I would say there is still a pattern of growth that's possible, but we're seriously at risk of stymying that growth if we don't take means to address a combination of three things that lead up to a very entrenched illicit market still having a good go at things.
We have this tax issue that I have put on the table, the combination of taxes and fees. The provinces are big beneficiaries of these resources, of course, if we're forthright about it, but the burden of those collectively, as the EY report shows, is very challenging to sustain.
Second, there are a lot of regulations, which nobody is surprised by, but now we know that a lot of the assumptions behind the regulations are just plain wrong, and the statutory review looks like a very slow process to get the change that a lot of people need more immediately, so I'll just put a circle around that.
What we're really concerned about, Mr.
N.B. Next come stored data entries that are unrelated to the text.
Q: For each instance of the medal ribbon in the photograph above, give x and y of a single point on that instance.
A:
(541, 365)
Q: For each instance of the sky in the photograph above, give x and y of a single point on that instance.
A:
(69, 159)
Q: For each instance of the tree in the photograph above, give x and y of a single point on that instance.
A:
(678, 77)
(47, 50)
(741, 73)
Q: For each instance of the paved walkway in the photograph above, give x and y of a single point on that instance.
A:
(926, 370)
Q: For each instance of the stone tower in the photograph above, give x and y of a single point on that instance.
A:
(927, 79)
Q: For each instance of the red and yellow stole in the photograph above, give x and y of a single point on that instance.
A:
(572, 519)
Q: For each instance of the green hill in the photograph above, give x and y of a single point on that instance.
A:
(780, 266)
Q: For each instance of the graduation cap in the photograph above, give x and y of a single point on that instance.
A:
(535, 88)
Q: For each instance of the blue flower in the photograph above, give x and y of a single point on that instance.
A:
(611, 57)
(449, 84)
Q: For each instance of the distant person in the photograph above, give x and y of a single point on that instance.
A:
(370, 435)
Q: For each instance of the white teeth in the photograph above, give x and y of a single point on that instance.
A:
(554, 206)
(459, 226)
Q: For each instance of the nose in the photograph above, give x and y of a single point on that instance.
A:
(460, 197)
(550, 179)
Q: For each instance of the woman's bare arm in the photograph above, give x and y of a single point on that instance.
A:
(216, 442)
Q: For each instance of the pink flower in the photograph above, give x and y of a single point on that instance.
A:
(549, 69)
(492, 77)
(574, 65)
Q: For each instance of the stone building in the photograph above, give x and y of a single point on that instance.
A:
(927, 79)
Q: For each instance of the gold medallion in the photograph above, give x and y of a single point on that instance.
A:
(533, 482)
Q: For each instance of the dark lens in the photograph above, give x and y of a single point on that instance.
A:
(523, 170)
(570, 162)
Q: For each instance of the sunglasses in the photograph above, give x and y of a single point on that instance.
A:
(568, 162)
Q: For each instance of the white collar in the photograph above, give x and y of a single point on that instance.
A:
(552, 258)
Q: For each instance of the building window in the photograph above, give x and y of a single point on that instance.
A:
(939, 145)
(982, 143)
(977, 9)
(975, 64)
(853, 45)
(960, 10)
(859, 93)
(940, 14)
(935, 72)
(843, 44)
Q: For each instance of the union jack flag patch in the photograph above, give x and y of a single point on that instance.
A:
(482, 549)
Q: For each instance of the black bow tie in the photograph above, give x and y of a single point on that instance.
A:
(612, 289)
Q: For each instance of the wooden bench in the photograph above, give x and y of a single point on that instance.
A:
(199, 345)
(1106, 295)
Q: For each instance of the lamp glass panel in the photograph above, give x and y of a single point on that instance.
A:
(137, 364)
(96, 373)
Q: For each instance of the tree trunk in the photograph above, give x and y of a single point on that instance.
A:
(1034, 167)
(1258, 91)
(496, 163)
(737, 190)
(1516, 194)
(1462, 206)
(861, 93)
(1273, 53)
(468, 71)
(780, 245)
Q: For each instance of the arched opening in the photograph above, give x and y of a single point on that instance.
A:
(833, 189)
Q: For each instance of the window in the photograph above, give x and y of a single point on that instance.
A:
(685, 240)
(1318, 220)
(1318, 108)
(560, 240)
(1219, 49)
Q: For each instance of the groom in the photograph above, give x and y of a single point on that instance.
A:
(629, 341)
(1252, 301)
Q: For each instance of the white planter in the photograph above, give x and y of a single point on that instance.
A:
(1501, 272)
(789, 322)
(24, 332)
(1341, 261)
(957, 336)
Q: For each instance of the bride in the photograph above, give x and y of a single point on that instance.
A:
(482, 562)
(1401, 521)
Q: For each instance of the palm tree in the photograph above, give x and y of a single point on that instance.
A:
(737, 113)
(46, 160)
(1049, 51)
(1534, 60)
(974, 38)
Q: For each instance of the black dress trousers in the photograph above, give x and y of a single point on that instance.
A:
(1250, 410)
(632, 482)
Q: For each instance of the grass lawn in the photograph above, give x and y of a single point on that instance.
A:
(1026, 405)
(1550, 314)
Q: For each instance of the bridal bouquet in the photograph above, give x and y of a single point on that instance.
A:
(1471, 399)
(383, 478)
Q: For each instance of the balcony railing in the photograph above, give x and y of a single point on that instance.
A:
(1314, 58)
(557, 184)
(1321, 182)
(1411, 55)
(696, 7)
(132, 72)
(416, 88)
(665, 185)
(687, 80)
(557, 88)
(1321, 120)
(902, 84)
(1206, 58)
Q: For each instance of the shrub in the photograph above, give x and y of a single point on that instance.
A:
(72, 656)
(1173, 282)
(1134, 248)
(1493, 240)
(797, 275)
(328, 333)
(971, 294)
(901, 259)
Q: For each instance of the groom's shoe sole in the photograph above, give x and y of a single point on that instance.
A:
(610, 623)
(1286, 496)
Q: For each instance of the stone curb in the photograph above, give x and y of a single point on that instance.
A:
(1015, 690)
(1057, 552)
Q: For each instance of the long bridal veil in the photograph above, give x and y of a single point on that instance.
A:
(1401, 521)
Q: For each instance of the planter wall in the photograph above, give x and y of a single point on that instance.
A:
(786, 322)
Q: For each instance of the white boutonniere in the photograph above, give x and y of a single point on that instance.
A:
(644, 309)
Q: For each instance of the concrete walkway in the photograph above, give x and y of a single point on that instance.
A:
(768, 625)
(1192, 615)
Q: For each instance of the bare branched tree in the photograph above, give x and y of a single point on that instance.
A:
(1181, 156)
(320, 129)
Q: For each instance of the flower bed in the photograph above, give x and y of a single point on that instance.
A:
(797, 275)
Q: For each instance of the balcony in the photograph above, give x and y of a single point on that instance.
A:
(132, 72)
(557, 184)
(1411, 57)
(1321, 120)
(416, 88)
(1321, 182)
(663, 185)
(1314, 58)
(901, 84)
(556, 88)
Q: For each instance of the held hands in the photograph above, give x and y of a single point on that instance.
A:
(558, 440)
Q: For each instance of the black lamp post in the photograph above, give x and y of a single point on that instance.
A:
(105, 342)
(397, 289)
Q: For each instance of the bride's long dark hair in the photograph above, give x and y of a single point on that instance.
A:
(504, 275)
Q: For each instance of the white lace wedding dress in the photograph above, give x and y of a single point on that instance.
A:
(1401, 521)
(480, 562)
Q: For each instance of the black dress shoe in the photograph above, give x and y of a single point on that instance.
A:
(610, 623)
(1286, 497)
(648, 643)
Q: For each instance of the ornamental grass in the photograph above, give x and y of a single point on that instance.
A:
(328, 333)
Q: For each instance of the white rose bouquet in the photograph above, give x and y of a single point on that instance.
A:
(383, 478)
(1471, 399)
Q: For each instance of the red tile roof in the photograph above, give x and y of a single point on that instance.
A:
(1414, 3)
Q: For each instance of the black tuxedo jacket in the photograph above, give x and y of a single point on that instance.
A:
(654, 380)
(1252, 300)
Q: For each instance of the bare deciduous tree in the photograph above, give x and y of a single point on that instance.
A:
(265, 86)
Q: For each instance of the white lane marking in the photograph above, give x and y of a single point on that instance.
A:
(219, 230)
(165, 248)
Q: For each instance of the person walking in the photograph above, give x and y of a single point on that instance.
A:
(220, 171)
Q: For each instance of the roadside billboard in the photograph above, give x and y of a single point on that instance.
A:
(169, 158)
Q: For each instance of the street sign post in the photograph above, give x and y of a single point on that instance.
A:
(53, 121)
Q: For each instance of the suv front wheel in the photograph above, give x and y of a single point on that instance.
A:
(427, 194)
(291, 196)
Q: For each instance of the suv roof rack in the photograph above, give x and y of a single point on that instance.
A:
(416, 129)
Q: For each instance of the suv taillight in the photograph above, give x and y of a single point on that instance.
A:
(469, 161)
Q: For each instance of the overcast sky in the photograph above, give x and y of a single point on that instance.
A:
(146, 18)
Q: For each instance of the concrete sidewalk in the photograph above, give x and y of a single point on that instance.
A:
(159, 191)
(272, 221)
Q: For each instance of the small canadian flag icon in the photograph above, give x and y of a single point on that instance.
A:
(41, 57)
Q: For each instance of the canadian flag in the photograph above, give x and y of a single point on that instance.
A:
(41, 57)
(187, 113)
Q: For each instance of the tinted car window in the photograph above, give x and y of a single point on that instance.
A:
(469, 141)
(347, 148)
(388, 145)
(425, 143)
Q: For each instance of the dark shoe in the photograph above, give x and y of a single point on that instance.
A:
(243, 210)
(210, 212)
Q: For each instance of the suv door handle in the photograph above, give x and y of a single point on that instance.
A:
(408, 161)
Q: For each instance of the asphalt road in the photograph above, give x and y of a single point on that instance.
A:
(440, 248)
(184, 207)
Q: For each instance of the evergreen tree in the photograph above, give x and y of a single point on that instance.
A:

Drouin, is that we would see a situation where we stop growing and we get locked into what we would think is approximately a fifty-fifty situation between the legacy markets and the regulated marketplace.
Our argument—and this is the work that we're doing in the second stage of our study—will be to show all governments that if we take steps together, we can grow the pie, and we can get more of the sales under a regulated framework, which provides certainty for a certain number of public health objectives and really important economic objectives for individuals, for communities and for government.
We're a little concerned that the growth potential that's there as we bring on more of those legacy consumers is being stymied by a series of constraints and that a few years hence we might look back and ask where we went wrong and why we have only gotten halfway there.